One pan meals are a favorite in my household: typically easy to make and less clean up after the little ones are asleep. I love experimenting with new grains and packing in as much nutrition as possible into my meals.
A few more reasons I love this meal:
It's super easy. I used a bag of frozen mixed vegetables. I believe frozen vegetables are under appreciated. They provide the same nutrition as fresh vegetables and can be prepared relatively quickly. Just be careful for added ingredients like salt or butter (take a look at the ingredient statement to be sure you are only getting the vegetables).
Farro: a nutritional powerhouse packed with fiber and an excellent source of protein and nutrients like magnesium and iron. Toddlers can be picky and grains seem to be a stable in our household. I love to use grains that pack in that nutritional punch!
"Fried rice": to resemble the friend rice feel I add in a couple of scrambled eggs.

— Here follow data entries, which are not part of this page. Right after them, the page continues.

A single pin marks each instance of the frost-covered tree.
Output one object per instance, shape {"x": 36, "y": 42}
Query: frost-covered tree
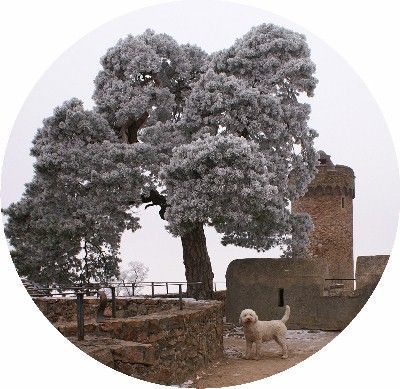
{"x": 134, "y": 272}
{"x": 215, "y": 140}
{"x": 68, "y": 224}
{"x": 176, "y": 98}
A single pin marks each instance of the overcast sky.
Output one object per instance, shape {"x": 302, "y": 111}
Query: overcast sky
{"x": 351, "y": 127}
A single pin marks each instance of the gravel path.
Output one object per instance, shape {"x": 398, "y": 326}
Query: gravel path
{"x": 234, "y": 370}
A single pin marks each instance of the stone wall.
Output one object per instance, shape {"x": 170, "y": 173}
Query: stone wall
{"x": 329, "y": 202}
{"x": 369, "y": 269}
{"x": 60, "y": 310}
{"x": 263, "y": 284}
{"x": 166, "y": 346}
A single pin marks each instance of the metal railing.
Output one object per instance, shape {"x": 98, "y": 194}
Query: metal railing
{"x": 92, "y": 289}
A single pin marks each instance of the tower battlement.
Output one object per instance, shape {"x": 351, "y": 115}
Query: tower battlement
{"x": 329, "y": 202}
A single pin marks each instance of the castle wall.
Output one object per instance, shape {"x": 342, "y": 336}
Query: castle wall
{"x": 257, "y": 283}
{"x": 329, "y": 202}
{"x": 166, "y": 346}
{"x": 369, "y": 270}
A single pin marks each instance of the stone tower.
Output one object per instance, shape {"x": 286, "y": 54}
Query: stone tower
{"x": 329, "y": 202}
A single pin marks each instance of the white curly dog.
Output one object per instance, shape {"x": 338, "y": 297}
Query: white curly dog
{"x": 257, "y": 331}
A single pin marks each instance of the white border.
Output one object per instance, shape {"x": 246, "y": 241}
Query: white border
{"x": 35, "y": 33}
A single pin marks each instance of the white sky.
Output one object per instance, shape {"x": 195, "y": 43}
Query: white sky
{"x": 351, "y": 127}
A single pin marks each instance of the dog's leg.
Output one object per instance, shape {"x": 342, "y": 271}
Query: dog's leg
{"x": 248, "y": 349}
{"x": 258, "y": 348}
{"x": 282, "y": 342}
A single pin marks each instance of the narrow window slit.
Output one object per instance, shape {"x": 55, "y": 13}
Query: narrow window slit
{"x": 281, "y": 297}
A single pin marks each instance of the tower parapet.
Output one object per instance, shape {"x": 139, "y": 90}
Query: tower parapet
{"x": 329, "y": 202}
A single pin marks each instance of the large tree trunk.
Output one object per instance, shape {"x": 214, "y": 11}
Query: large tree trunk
{"x": 197, "y": 264}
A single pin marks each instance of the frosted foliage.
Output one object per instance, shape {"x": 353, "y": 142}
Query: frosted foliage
{"x": 223, "y": 181}
{"x": 148, "y": 73}
{"x": 276, "y": 61}
{"x": 68, "y": 224}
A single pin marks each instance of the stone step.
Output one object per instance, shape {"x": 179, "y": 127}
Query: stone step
{"x": 113, "y": 352}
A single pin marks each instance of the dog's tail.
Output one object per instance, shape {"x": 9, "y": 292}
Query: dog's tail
{"x": 285, "y": 317}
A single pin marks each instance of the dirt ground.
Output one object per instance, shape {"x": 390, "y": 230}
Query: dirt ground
{"x": 234, "y": 370}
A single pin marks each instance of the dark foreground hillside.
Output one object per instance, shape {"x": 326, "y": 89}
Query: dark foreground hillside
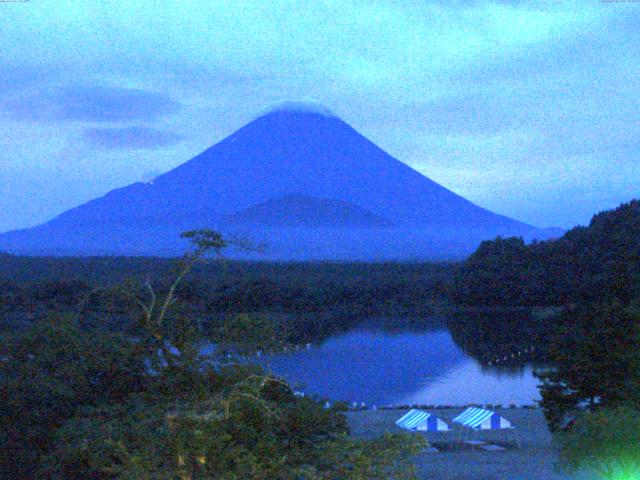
{"x": 592, "y": 264}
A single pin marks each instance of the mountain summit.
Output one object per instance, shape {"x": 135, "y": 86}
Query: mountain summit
{"x": 299, "y": 179}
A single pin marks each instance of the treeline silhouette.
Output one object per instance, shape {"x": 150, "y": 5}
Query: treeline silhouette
{"x": 312, "y": 299}
{"x": 594, "y": 264}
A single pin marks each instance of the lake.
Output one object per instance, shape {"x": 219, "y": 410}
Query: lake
{"x": 386, "y": 362}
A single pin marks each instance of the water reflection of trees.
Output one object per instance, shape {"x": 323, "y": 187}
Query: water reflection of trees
{"x": 502, "y": 340}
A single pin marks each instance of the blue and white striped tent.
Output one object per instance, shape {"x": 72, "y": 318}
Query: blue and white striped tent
{"x": 482, "y": 419}
{"x": 422, "y": 422}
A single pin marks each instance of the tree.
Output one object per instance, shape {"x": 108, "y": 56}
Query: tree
{"x": 50, "y": 372}
{"x": 596, "y": 363}
{"x": 606, "y": 442}
{"x": 153, "y": 407}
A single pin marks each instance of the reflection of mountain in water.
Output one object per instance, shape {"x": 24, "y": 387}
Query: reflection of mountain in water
{"x": 370, "y": 365}
{"x": 470, "y": 383}
{"x": 406, "y": 361}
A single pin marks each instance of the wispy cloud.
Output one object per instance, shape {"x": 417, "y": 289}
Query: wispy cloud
{"x": 136, "y": 137}
{"x": 91, "y": 104}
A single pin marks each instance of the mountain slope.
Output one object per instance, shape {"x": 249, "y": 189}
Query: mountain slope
{"x": 280, "y": 153}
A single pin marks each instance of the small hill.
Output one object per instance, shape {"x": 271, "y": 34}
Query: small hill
{"x": 587, "y": 265}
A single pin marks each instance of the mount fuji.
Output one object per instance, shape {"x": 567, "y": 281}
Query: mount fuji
{"x": 300, "y": 181}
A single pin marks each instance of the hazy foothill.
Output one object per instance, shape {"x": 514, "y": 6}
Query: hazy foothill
{"x": 297, "y": 178}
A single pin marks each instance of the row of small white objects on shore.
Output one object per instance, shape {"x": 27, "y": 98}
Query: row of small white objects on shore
{"x": 513, "y": 355}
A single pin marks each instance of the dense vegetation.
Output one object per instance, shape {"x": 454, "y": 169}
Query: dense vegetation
{"x": 591, "y": 390}
{"x": 593, "y": 264}
{"x": 78, "y": 402}
{"x": 311, "y": 299}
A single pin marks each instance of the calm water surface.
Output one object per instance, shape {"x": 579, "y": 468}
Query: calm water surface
{"x": 380, "y": 365}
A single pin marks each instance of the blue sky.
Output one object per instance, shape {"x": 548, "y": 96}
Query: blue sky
{"x": 530, "y": 109}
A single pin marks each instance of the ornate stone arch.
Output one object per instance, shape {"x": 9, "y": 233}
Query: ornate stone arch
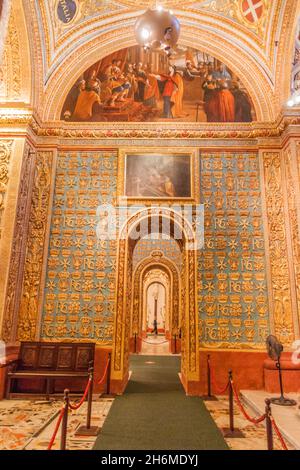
{"x": 238, "y": 57}
{"x": 156, "y": 260}
{"x": 15, "y": 64}
{"x": 190, "y": 343}
{"x": 286, "y": 53}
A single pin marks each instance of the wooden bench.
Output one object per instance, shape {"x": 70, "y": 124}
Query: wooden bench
{"x": 50, "y": 361}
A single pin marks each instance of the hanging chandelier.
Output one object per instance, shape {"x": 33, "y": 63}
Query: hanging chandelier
{"x": 157, "y": 29}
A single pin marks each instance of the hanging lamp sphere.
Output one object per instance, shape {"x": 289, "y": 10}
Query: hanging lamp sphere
{"x": 157, "y": 29}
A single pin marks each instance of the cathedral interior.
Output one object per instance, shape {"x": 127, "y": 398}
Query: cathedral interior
{"x": 149, "y": 224}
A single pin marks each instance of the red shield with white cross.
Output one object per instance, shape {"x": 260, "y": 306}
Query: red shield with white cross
{"x": 252, "y": 10}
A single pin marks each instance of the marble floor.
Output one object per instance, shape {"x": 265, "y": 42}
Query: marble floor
{"x": 29, "y": 425}
{"x": 287, "y": 418}
{"x": 255, "y": 435}
{"x": 155, "y": 346}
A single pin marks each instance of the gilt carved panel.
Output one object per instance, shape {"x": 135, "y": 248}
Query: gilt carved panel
{"x": 80, "y": 281}
{"x": 31, "y": 290}
{"x": 277, "y": 240}
{"x": 232, "y": 287}
{"x": 14, "y": 284}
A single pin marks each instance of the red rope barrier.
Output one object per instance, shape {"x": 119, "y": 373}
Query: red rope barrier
{"x": 279, "y": 435}
{"x": 255, "y": 421}
{"x": 61, "y": 414}
{"x": 218, "y": 390}
{"x": 148, "y": 342}
{"x": 100, "y": 381}
{"x": 78, "y": 405}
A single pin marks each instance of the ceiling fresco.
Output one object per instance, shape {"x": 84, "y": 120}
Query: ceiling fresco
{"x": 132, "y": 85}
{"x": 252, "y": 14}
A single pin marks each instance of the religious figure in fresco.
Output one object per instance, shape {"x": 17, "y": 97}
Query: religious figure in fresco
{"x": 137, "y": 85}
{"x": 159, "y": 176}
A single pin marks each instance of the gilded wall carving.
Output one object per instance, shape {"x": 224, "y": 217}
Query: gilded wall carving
{"x": 13, "y": 290}
{"x": 5, "y": 155}
{"x": 277, "y": 239}
{"x": 167, "y": 245}
{"x": 232, "y": 288}
{"x": 10, "y": 68}
{"x": 124, "y": 290}
{"x": 80, "y": 283}
{"x": 139, "y": 275}
{"x": 31, "y": 291}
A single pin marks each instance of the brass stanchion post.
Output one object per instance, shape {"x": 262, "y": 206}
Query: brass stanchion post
{"x": 231, "y": 431}
{"x": 64, "y": 426}
{"x": 209, "y": 396}
{"x": 108, "y": 394}
{"x": 89, "y": 430}
{"x": 269, "y": 425}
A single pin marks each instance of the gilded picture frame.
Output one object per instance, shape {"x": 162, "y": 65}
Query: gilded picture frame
{"x": 163, "y": 176}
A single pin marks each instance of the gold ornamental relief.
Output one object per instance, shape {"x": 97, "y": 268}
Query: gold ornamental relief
{"x": 152, "y": 3}
{"x": 5, "y": 155}
{"x": 280, "y": 278}
{"x": 29, "y": 304}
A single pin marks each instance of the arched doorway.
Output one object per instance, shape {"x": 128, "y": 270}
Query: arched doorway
{"x": 156, "y": 268}
{"x": 179, "y": 229}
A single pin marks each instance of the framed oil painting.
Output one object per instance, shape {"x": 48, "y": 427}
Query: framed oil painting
{"x": 134, "y": 85}
{"x": 163, "y": 175}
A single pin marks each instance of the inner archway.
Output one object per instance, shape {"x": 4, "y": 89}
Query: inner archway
{"x": 156, "y": 269}
{"x": 174, "y": 224}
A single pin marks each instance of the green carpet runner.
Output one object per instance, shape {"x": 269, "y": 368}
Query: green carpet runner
{"x": 155, "y": 414}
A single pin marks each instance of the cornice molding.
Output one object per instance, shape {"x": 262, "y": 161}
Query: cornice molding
{"x": 12, "y": 122}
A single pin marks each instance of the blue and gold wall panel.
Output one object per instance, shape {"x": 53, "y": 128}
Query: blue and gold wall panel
{"x": 232, "y": 287}
{"x": 80, "y": 286}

Protein, iron, Vitamin D... lots of nutrition here!
So... let's get cooking. As with most of my recipes, feel free to add your own ingredients or play with the quantities, the possibilities are endless!
3/4 cup cooked Farro (cook according to package directions)
2 tbsp olive, avocado or canola oil
1 package tofu (14 oz)
10 oz package frozen mixed vegetables (whatever combination you prefer)
1/2 liquid aminos or low sodium soy sauce (optional)
Press your tofu to remove the majority of the water. Either use a tofu press (something like this) or place a towel on a cutting board, the tofu on top and a towel on top of the tofu. Use a large hardcover book and place on top of the tofu to help press and remove the water. Make sure your towel is thick enough that the water does not soak through to the book!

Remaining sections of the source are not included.